Il bollettino del Ministero: i livelli di rischio
In Italia esiste uno strumento pubblico che poche persone usano davvero. Dal 2005 il Ministero della Salute ha un Piano nazionale per la prevenzione degli effetti del caldo sulla salute, e ogni anno da maggio a settembre pubblica bollettini giornalieri che assegnano alle città un livello di rischio: 0 nessun rischio, 1 pre-allerta, 2 temperature elevate con possibili effetti sulle persone più fragili, 3 ondata di calore vera e propria, cioè condizioni ad elevato rischio che durano per tre o più giorni consecutivi. Guardare il colore del giorno prima di programmare la spesa o una camminata è più utile che guardare solo i gradi. Per la casa l'ISS indica di arieggiare durante la notte e il mattino presto, di schermare le finestre nelle ore più calde e di regolare i condizionatori intorno ai 25-27 °C, perché una differenza eccessiva tra interno ed esterno non aiuta.

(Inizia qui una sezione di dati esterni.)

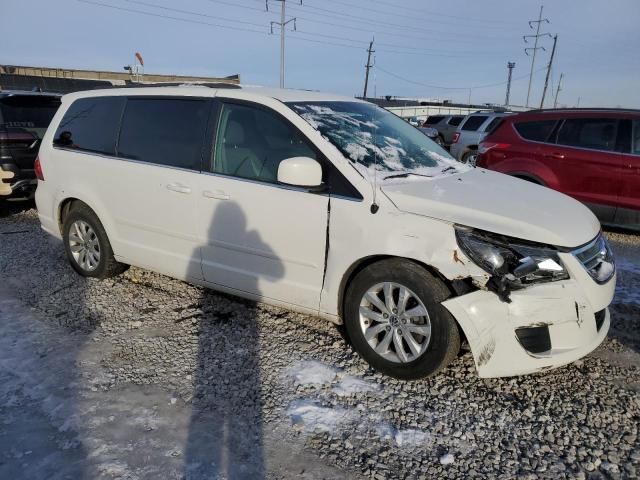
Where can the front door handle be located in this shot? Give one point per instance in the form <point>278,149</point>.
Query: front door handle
<point>217,194</point>
<point>178,187</point>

Non solo acqua: ecco cosa aiuta davvero
- Alternate le bevande a base di caffeina con acqua — soprattutto nei giorni in cui sudate più del solito.
- Evitate l'alcol prima e durante le lunghe ore all'aperto — reidratatevi prima, godetevelo quando fa più fresco.

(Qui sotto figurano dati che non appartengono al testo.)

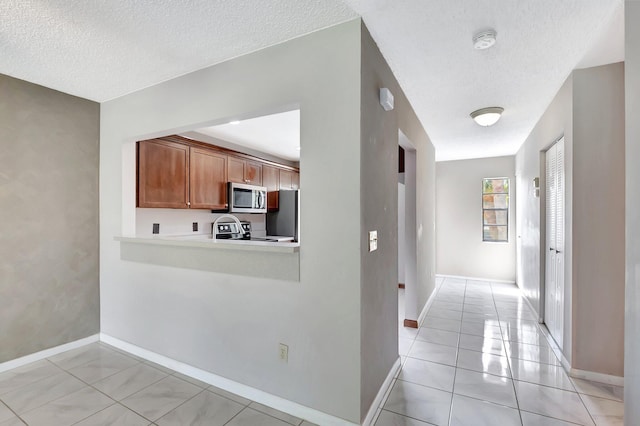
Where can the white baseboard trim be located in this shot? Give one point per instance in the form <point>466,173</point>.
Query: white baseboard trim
<point>461,277</point>
<point>27,359</point>
<point>377,402</point>
<point>597,377</point>
<point>427,305</point>
<point>528,302</point>
<point>245,391</point>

- Dopo una forte sudorazione, reintegrate acqua e sali minerali insieme — è esattamente quello che l'ISS consiglia a chi ha crampi da calore.
- Uscite prima delle 11 e dopo le 18 — meglio se in aree verdi e ombreggiate, come indica l'ISS.
- In una giornata normale, con sudorazione contenuta, un'alimentazione equilibrata copre già il fabbisogno di sodio.
Dai crampi al colpo di calore: i segnali da riconoscere
C'è una scala di gravità, ed è utile conoscerla. L'esaurimento da calore si manifesta con un senso di leggero smarrimento, malessere generale, debolezza, nausea, vomito, mal di testa, rallentamento del battito, abbassamento della pressione, confusione e irritabilità, spesso con sudorazione abbondante; se non viene riconosciuto e trattato può progredire. Il colpo di calore è invece un'emergenza e si verifica quando la temperatura corporea raggiunge o supera i 40 °C, con possibile disidratazione grave, aritmie, delirio e perdita di coscienza: in quel caso si chiama subito il 112 e si porta la persona al fresco. Per lo svenimento, che dipende da un rapido calo della pressione, l'ISS indica di far distendere la persona con le gambe sollevate rispetto al cuore ai primi sintomi, come sudore freddo e visione opaca.
Una domanda da porsi
Quante volte oggi avete bevuto solo caffè o solo acqua, pur avendo sudato molto? Non serve rinunciare del tutto al caffè o a un bicchiere di vino, basta scegliere il momento giusto e accompagnarli con acqua e sali. In caso di vertigini persistenti, confusione o forte malessere legato al caldo, meglio raggiungere subito un posto fresco e rivolgersi a un medico o al farmacista se i sintomi non migliorano rapidamente. Questo articolo ha uno scopo puramente informativo e non sostituisce un parere medico.